„Fragmente“ – neue Ausstellung im Kunstgeschoss

Der Kurator der Stadtgalerie, Frank W. Weber. Foto: wsw

Werder (Havel), 15. Mai 2018 – Eine sehr interessanten Ausstellung nach der Baumblütenfestpause präsentiert die Stadtgalerie Kunstgeschoss ab morgen im Dachgeschoss des Schützenhauses auf der Insel. „Das Bild ist fragmentiert – lang lebe das Bild“, überschreibt der Kurator der Ausstellung Frank W. Weber die Ausstellung, die er gewohnt launig im Gespräch mit dem Künstler Jürgen Tenz eröffnen wird.

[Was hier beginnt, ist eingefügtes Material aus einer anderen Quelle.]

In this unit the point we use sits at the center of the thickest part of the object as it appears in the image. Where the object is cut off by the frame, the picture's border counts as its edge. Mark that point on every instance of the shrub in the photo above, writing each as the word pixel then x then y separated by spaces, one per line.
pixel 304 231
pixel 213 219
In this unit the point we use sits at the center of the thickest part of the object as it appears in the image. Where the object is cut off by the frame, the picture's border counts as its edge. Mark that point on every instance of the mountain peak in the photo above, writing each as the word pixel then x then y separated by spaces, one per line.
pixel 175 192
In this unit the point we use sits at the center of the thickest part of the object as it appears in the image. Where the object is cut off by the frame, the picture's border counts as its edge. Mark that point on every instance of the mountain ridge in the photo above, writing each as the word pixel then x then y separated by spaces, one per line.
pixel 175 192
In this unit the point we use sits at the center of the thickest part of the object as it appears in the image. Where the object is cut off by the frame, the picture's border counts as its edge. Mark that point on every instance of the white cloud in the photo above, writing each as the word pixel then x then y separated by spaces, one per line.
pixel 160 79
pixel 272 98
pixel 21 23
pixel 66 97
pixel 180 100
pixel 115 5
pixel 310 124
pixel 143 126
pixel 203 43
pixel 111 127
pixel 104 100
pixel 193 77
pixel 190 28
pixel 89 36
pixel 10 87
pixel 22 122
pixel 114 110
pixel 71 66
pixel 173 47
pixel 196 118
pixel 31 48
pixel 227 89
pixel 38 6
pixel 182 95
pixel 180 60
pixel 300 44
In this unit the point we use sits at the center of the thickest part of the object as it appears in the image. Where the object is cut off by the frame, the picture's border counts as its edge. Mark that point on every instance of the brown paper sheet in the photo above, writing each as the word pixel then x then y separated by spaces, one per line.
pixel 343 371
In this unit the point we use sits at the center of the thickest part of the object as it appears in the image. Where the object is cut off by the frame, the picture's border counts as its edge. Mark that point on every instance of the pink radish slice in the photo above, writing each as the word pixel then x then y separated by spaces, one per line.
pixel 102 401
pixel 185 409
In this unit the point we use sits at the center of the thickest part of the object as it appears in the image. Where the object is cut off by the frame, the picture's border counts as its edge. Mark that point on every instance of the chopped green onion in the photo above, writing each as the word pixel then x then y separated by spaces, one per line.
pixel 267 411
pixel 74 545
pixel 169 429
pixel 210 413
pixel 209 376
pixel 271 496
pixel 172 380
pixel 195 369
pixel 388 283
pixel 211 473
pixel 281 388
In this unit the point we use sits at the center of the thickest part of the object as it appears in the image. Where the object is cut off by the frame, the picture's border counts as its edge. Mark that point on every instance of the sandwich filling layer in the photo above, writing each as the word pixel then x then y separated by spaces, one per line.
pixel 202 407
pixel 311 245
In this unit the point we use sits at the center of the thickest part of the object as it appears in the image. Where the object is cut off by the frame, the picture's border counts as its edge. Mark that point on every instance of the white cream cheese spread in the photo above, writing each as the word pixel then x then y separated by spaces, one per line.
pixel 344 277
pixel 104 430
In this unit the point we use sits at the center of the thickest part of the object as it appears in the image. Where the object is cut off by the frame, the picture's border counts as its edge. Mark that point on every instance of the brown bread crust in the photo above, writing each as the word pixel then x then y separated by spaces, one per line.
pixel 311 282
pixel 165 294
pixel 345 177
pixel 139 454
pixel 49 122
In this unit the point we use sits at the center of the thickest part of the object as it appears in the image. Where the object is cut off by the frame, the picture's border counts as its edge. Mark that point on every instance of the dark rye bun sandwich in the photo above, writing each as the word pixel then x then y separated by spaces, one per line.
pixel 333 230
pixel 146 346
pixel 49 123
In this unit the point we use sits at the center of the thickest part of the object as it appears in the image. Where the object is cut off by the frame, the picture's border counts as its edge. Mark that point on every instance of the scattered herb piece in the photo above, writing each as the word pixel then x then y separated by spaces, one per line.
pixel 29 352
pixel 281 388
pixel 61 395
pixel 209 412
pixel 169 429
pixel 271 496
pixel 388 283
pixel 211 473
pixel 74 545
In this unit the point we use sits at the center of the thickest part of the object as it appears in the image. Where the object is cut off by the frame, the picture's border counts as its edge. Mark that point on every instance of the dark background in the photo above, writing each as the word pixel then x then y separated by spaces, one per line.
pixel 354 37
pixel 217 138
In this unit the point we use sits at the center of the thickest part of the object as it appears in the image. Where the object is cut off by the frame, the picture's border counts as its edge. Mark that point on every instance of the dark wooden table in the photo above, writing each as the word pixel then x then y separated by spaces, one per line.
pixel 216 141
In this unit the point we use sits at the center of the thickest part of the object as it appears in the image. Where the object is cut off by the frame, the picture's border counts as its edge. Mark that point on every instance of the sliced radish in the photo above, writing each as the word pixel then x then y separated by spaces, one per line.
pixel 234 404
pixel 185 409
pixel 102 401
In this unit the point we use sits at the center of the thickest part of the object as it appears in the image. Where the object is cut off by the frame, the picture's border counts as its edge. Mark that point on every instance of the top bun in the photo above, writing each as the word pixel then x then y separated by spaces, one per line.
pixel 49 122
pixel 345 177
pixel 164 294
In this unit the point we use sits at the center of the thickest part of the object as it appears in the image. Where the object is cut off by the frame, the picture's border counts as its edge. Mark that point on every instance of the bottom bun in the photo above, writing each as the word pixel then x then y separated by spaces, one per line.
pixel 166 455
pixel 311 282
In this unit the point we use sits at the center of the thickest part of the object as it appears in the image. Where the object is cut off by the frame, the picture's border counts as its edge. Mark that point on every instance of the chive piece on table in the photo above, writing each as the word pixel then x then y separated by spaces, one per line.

Beginn der Vernissage ist am morgigen Mittwoch um 19 Uhr. Zu sehen sind die Werke von Jürgen Tenz bis zum 1. Juli, geöffnet ist die Stadtgalerie immer donnerstags, samstags und sonntags von 13 bis 18 Uhr, der Eintritt ist frei.

Jürgen Tenz, Urberliner Jahrgang 1942, ist Maler und Grafiker. Er hat an der damaligen HdK, heute Universität der Künste in Berlin, Gebrauchsgrafik studiert. Erste größere Bekanntheit erlangte Tenz in den 80er Jahren mit seinen Hochdrucken, die aus sparsamen Formen und kompakten Flächen geschnitten waren und auf eigener Handpresse gedruckt wurden.

Der Großstädter Tenz verarbeitet seine Umwelt, seine sozialen Kontakte und Erfahrungen im, sich ständig wandelnden urbanen Umfeld. Immer wieder erscheinen auf seinen Hochdrucken menschliche Figuren, denen er klare grafische Formen und Strukturen entgegen setzt.  In diesem bildlichen Spannungsfeld muss sich seine Figur behaupten. Das alles in klar gegliederter künstlerischer Handschrift, die den Gebrauchsgrafikers verrät.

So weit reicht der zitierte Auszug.